En los brazos de aquella mujer de finos miembros a quien conocía desde hacía veinte años, Mei se sintió como si hubiera llegado al final de un viaje. El océano dejó de rugir tras ella y, como barco zarandeado que llega a puerto, se desmoronó.

– Lleva un rato dentro. Los médicos y las enfermeras están todos ahí -las lágrimas se acumulaban también en los ojos de la tía Zhao; volvió a un lado la cabeza por un instante para disimularlas y le preguntó a Mei si iba a acudir Lu.

¡Lu! Con las prisas por llegar al hospital, Mei ni siquiera había pensado en llamarla.

El ayudante de Lu cogió el teléfono. Le dijo a Mei que Lu estaba en el estudio grabando su programa.

– Se lo haré saber en cuanto salga -le aseguró la adiestrada voz impersonal del ayudante.

Mei se sentó con la tía Zhao.

– Cuando llegué, la vi tirada en el suelo de la salita, con el desayuno derramado por todas partes -dijo la tía Zhao-. Tenía espuma blanca en los labios y convulsiones. Intenté hablarle. Pensé que quería decirme algo, pero no le salía nada. Le dije que no se preocupara, que tú habías llamado una ambulancia. La asistenta lloraba y decía que quería irse a casa. Le dije que se callara y se pusiera a limpiar aquello. Entonces llegó la ambulancia.

– Gracias por tu ayuda. Sobre todo por haber venido al hospital.

– Eso por supuesto. No hay ni que decirlo.

La puerta de la sala de urgencias se abrió de par en par. Salieron ruidos, una camilla y tres enfermeras: una de ellas empujaba la camilla, otra sujetaba el suero, otra llevaba el oxígeno. Un par de médicos las seguían.

– ¡Mamá! -Mei detuvo la camilla.

Pero su madre no reaccionó. Tenía tubos conectados a la nariz, los brazos y la boca. Parecía una máquina rota que estuvieran recomponiendo a base de esparadrapo.

– Todavía está inconsciente. ¿Es usted su hija? -el más joven de los dos médicos se aproximó a ella.

– ¿Qué le ha pasado? -preguntó Mei sin apartar la vista de su madre, que parecía seca y exánime, como si fuera a desdibujarse en cualquier momento.

– Le ha dado un ataque. Ha sido grave. ¿Podemos hablar en mi despacho?

– ¿A dónde la llevan? -Mei retuvo la camilla.

– A la habitación 206 del Edificio nº 3.

– Voy yo con ellos -la tía Zhao brincó apoyada en su bastón.

El despacho del joven médico era un cuarto sin ventanas que estaba al fondo del vestíbulo. Había tres hombres con batas blancas viendo una pequeña tele fijada a la pared.

– Fuera, fuera -les dijo el doctor-. Necesito hablar con los parientes.

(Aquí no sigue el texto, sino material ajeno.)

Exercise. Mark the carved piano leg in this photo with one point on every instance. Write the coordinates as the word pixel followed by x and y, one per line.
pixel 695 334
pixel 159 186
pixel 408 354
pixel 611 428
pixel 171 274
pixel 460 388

Los otros embatados no prestaron ninguna atención a Mei. Se levantaron despacio, con las tazas de té en la mano, y salieron del cuarto conversando.

El doctor aparentaba treinta y tantos años. Un par de gafas de montura oscura descansaba con desmaño en su nariz.

– Hemos hecho todo lo que podíamos, y ahora depende de ella. Puede que mejore y puede que no -dijo el doctor cuando se hubieron sentado.

– ¿Cuándo lo sabremos? -preguntó Mei.

– Tendremos una idea más clara en los próximos días; es difícil decir cuándo exactamente.

– ¿Qué posibilidades tiene?

– Es difícil decirlo -volvió a decir el médico-. Esperemos a ver, ¿de acuerdo?

Luego, el médico se aclaró la garganta, preparándose para soltar un discurso que ya había echado muchas veces antes.

– Siento tener que sacar el asunto de los costes en un momento así. Pero lo comprende, ¿verdad? Si el estado de su madre empeora, necesitará cuidados intensivos y tratamiento. ¿Pueden ustedes pagar los costes? Si tienen medios para pagar de forma particular, podremos usar de inmediato medicinas importadas.

El médico levantó la vista, aunque no exactamente hacia Mei. Su mirada estaba enfocada más allá, en algún punto impreciso.

– ¿Y qué pasa con su seguro médico? -Mamá había sido funcionaría toda su vida, miembro del Partido. Tenía que tener algún derecho. Sin duda, debería tenerlo.

– Me temo que el rango de su madre no es lo bastante elevado -dijo el médico, esta vez mirando a Mei.

Mei sintió el escrutinio de aquellos ojos superficiales. Parecían estar dando a entender que su madre era una especie de fracasada y su vida no era importante.